Joint campaign accounts thwart tracking donations in Prince George's
Friday, March 26, 2010
Voters intent on figuring out who is funding the campaign of a Prince George's County Council member had better clear their schedules.
Simply reviewing the donations to a member's personal campaign fund won't account for all the cash -- not even close. That's because most of the money that members have access to in this election year is being raised through slates: joint accounts shared by two or more candidates. Donations go into a common pot that slate members can draw on in unlimited amounts, and identifying the intended recipient of contributions is next to impossible.
Slates are "more like slush funds than campaign accounts," said Ryan O'Donnell, executive director of Common Cause Maryland, a nonprofit group that promotes government accountability. "You do have a problem of differentiating whose money is whose."
Ironically, the opaqueness of this common practice stems directly from a 1993 Maryland law that was billed as a way to bring more accountability to campaign finance in the county. On its face, the law restricts contributions to council members -- who vote on development issues -- and the county executive from developers with projects awaiting county approval.
But the law includes a clause that makes contributions to slates permissible, a loophole that critics say rendered it toothless from the start.

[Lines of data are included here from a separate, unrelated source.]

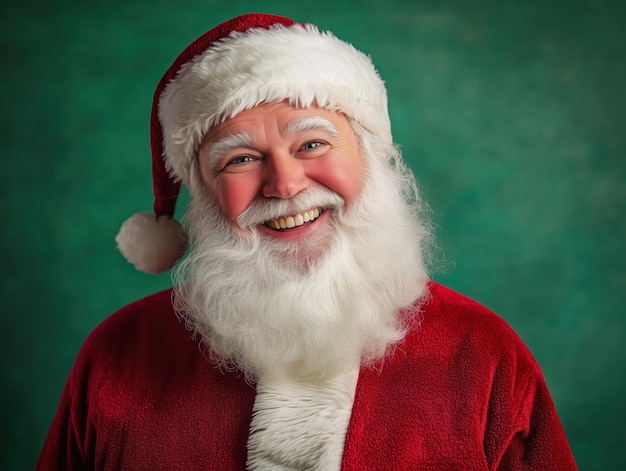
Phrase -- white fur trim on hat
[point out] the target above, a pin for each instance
(152, 244)
(298, 63)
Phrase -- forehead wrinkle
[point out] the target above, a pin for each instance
(311, 123)
(228, 142)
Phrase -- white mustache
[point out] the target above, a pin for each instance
(262, 210)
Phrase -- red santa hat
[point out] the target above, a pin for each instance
(248, 60)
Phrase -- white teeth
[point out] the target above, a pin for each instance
(296, 220)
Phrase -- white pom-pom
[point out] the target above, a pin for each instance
(152, 245)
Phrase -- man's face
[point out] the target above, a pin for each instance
(278, 151)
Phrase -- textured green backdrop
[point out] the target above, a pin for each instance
(510, 113)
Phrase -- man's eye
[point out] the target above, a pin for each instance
(311, 145)
(240, 159)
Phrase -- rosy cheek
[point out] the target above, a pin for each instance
(235, 193)
(338, 173)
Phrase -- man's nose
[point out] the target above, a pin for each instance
(284, 176)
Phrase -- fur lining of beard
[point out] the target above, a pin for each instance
(306, 309)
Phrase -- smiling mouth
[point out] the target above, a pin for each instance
(296, 220)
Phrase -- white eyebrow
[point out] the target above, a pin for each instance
(311, 123)
(225, 144)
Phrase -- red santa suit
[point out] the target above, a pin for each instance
(461, 392)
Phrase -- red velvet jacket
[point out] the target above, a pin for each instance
(461, 392)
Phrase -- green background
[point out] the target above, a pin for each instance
(510, 113)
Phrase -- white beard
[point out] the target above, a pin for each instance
(305, 309)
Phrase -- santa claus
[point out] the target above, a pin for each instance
(303, 331)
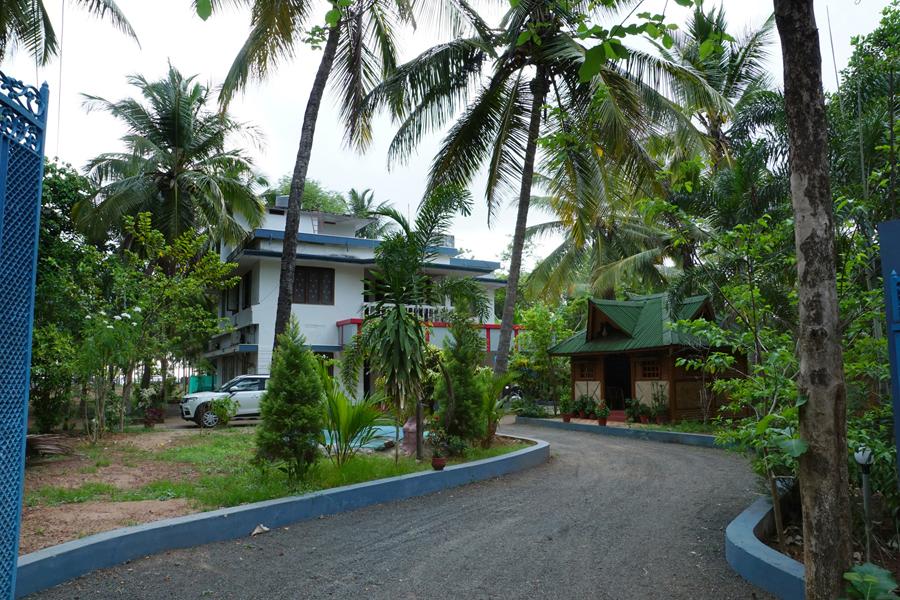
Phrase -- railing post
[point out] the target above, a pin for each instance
(889, 240)
(23, 120)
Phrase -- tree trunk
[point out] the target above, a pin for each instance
(298, 182)
(147, 375)
(539, 87)
(892, 141)
(824, 480)
(126, 396)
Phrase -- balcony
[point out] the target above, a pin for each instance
(427, 313)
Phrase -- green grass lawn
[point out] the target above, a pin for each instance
(223, 476)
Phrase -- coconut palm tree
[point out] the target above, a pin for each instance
(362, 204)
(359, 48)
(536, 60)
(605, 243)
(26, 24)
(177, 165)
(735, 66)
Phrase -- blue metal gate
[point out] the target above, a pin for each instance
(23, 121)
(889, 241)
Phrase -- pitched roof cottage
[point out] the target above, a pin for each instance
(628, 350)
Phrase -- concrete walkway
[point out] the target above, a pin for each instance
(606, 518)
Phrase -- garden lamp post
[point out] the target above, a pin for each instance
(864, 459)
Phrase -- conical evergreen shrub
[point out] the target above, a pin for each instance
(291, 408)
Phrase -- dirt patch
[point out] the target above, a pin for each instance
(50, 525)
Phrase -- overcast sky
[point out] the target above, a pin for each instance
(96, 58)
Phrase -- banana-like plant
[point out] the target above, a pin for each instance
(349, 425)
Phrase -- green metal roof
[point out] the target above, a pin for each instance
(638, 323)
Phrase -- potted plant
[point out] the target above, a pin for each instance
(602, 414)
(660, 404)
(565, 408)
(633, 410)
(582, 407)
(644, 412)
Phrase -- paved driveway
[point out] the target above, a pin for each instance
(605, 518)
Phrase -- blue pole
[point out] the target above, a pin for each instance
(889, 240)
(23, 121)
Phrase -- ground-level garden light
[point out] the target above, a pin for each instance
(864, 459)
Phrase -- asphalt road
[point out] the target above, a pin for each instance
(605, 518)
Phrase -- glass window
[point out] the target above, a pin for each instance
(313, 285)
(246, 289)
(650, 368)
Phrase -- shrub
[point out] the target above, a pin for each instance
(348, 425)
(459, 392)
(291, 408)
(225, 408)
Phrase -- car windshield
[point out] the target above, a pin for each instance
(230, 384)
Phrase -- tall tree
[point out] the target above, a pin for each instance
(824, 479)
(537, 60)
(359, 47)
(26, 23)
(735, 66)
(177, 165)
(362, 204)
(394, 337)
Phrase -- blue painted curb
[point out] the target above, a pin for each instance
(51, 566)
(756, 562)
(669, 437)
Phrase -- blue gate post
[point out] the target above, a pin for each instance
(889, 241)
(23, 122)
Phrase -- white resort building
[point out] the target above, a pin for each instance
(329, 298)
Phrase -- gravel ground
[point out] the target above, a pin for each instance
(605, 518)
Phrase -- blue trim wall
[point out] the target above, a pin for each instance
(669, 437)
(747, 555)
(456, 264)
(338, 240)
(756, 562)
(51, 566)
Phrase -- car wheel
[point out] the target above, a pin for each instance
(206, 418)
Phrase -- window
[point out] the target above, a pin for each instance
(233, 299)
(246, 289)
(650, 369)
(584, 371)
(313, 285)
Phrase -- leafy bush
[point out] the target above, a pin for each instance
(528, 408)
(459, 393)
(291, 407)
(348, 425)
(541, 377)
(225, 408)
(492, 401)
(565, 404)
(153, 415)
(869, 582)
(874, 429)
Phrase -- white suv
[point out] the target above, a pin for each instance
(246, 389)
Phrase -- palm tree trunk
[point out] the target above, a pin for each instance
(298, 182)
(824, 479)
(539, 87)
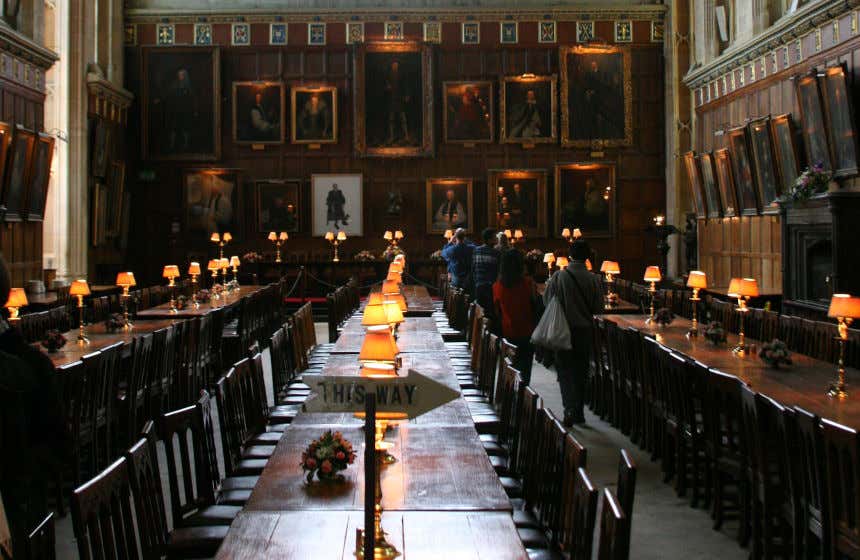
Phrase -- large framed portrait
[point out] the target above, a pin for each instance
(39, 176)
(596, 97)
(812, 121)
(17, 179)
(585, 198)
(785, 150)
(278, 203)
(694, 178)
(394, 100)
(258, 112)
(517, 200)
(181, 93)
(839, 112)
(449, 204)
(528, 109)
(726, 182)
(766, 177)
(211, 200)
(745, 183)
(468, 108)
(313, 114)
(337, 204)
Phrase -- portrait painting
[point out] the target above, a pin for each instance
(812, 121)
(517, 200)
(468, 108)
(785, 150)
(258, 112)
(449, 204)
(528, 109)
(40, 176)
(742, 167)
(278, 205)
(314, 114)
(727, 194)
(766, 177)
(17, 179)
(181, 103)
(694, 179)
(585, 198)
(336, 204)
(393, 100)
(839, 113)
(211, 197)
(596, 97)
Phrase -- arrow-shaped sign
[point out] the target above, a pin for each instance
(414, 394)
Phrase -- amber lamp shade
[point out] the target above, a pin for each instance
(652, 274)
(697, 279)
(378, 347)
(844, 306)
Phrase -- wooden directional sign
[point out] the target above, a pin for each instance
(413, 394)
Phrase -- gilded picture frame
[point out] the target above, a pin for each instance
(376, 105)
(584, 82)
(525, 207)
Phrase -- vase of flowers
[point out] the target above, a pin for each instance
(775, 353)
(327, 456)
(53, 341)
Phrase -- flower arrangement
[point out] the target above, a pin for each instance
(53, 341)
(812, 181)
(715, 333)
(775, 353)
(664, 316)
(327, 456)
(365, 256)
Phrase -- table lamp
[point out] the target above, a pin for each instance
(697, 280)
(125, 280)
(79, 289)
(194, 272)
(17, 299)
(652, 276)
(742, 289)
(171, 272)
(844, 308)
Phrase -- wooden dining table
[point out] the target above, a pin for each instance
(803, 384)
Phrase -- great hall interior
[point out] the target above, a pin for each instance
(474, 279)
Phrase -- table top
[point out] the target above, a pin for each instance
(294, 535)
(803, 384)
(163, 311)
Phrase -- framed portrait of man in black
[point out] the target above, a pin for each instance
(393, 100)
(528, 109)
(742, 166)
(211, 200)
(180, 99)
(596, 96)
(761, 146)
(517, 200)
(258, 112)
(278, 204)
(40, 176)
(468, 108)
(449, 204)
(812, 121)
(17, 175)
(839, 112)
(314, 114)
(585, 198)
(785, 149)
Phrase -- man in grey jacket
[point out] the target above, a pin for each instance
(581, 295)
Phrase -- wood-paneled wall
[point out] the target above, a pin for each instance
(640, 180)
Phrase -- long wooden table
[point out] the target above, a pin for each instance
(802, 384)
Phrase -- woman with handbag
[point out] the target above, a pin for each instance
(513, 298)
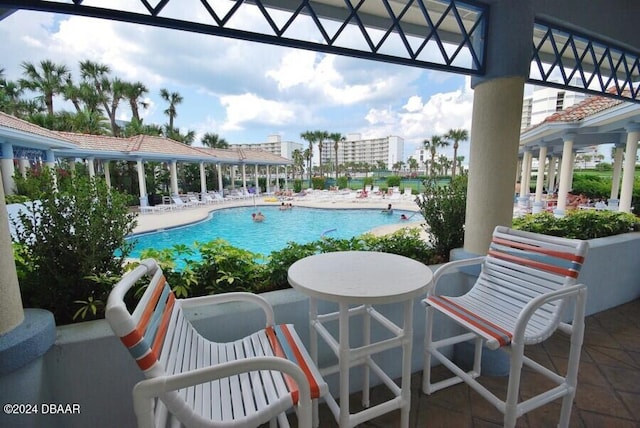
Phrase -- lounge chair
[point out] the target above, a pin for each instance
(208, 199)
(195, 201)
(526, 283)
(192, 381)
(179, 203)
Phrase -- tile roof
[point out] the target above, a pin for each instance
(584, 109)
(12, 122)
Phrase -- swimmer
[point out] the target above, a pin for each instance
(259, 217)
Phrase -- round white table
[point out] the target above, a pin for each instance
(363, 279)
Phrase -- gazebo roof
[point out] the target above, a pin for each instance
(595, 120)
(147, 147)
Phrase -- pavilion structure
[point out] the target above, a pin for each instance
(23, 144)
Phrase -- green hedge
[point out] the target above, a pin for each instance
(579, 224)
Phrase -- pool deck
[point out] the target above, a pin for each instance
(162, 220)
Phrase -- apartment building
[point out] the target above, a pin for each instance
(356, 149)
(275, 145)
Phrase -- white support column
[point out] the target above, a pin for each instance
(142, 184)
(257, 182)
(244, 178)
(107, 173)
(7, 169)
(542, 160)
(23, 166)
(11, 310)
(519, 170)
(233, 177)
(286, 179)
(203, 179)
(220, 183)
(268, 180)
(628, 173)
(617, 171)
(173, 167)
(566, 171)
(542, 163)
(525, 183)
(551, 174)
(495, 130)
(50, 162)
(91, 167)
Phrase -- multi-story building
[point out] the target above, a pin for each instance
(276, 146)
(544, 102)
(355, 149)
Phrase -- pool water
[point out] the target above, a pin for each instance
(298, 224)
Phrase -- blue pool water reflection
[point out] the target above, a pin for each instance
(280, 227)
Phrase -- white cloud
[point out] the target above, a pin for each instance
(246, 108)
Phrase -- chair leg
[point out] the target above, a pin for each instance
(426, 372)
(577, 337)
(513, 388)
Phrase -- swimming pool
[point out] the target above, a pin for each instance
(298, 224)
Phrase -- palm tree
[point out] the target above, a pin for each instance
(173, 98)
(134, 92)
(136, 127)
(432, 146)
(10, 93)
(456, 135)
(445, 163)
(89, 122)
(336, 137)
(458, 161)
(109, 92)
(298, 162)
(308, 153)
(175, 134)
(214, 141)
(49, 80)
(413, 164)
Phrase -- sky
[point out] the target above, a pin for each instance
(246, 91)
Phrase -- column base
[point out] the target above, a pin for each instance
(28, 341)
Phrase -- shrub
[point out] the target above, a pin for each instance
(443, 208)
(65, 245)
(224, 268)
(579, 224)
(393, 181)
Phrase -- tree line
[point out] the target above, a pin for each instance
(97, 97)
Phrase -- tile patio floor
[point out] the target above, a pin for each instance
(608, 385)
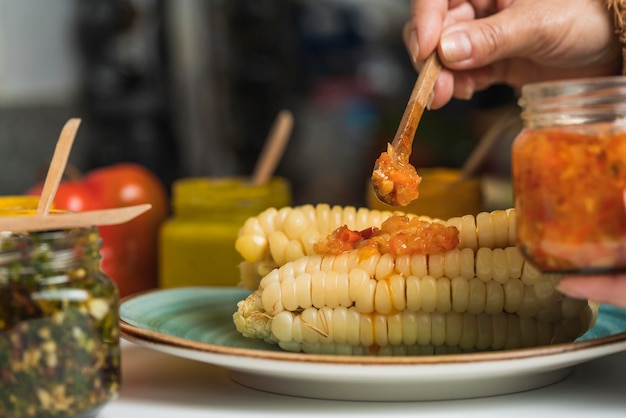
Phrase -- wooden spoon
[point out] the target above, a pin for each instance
(57, 166)
(66, 220)
(273, 148)
(394, 179)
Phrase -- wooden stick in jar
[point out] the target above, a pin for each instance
(65, 220)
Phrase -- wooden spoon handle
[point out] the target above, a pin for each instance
(274, 148)
(418, 101)
(57, 165)
(66, 220)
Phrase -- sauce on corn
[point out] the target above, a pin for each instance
(397, 235)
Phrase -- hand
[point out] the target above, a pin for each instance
(486, 42)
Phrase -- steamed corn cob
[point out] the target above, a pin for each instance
(275, 237)
(478, 296)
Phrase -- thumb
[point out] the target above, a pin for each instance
(476, 43)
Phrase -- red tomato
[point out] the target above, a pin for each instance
(129, 251)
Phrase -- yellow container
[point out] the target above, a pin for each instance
(443, 195)
(17, 205)
(197, 244)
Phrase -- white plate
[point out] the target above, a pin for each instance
(196, 323)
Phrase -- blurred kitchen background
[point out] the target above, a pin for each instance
(191, 88)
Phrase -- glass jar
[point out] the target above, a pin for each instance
(569, 175)
(197, 244)
(59, 337)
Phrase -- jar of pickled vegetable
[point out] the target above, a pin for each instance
(197, 244)
(569, 175)
(59, 338)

In the years since, county officials have formed slates that have legally taken thousands of dollars from developers every year, and this election cycle is no exception.
Since the 2006 election, developers and their representatives seeking approval for projects have given more than $40,000 in contributions to slates that include Prince George's council members, a Washington Post analysis found. That figure could be a low estimate, because the review excluded donations of less than $100 and did not account for contributions from all parties affiliated with projects. Many thousands of dollars more have come to the slates from developers who did not have pending projects.
The nine council members in Prince George's, all of them Democrats, belong to 14 slates with state senators, state delegates and local candidates. Five council members are term-limited, but some of them have already declared their intention to seek other offices.
The 14 slates had combined cash balances of about $1 million as of the most recent finance filings. The members' personal campaign account balances, meanwhile, total about $150,000, with six members showing less than $10,000 cash on hand each.
"It's obvious how it's worked out: The statute was designed to stop developer contributions that were associated with specific zoning cases, and the slate exception has completely swallowed up the statute," said former delegate Timothy F. Maloney (D-Prince George's), one of the law's original backers in 1993. "The law has no practical effect because of this loophole."
'No nefarious reason'
Council Chairman Thomas E. Dernoga (Laurel), who belongs to five slates -- one of which has more than 30 members -- said in an e-mail that candidates join slates to "share expenses and pool fundraising opportunities." He said the "1993 ethics law adds to the reasons, but joining a slate on this basis is required to ensure that you do not run afoul of the law."
County Executive Jack B. Johnson (D), whose slate has also received money from development sources, said he thought the law should apply statewide without any loopholes. Council members Eric Olson (College Park) and William A. Campos (Hyattsville) said they joined slates to partner with like-minded officials.
Sen. Paul G. Pinsky (D-Prince George's) "and I . . . we represent basically the same area, and we've worked together for a long time, and it makes sense to campaign together," said Olson, referring to another member of one of his two slates.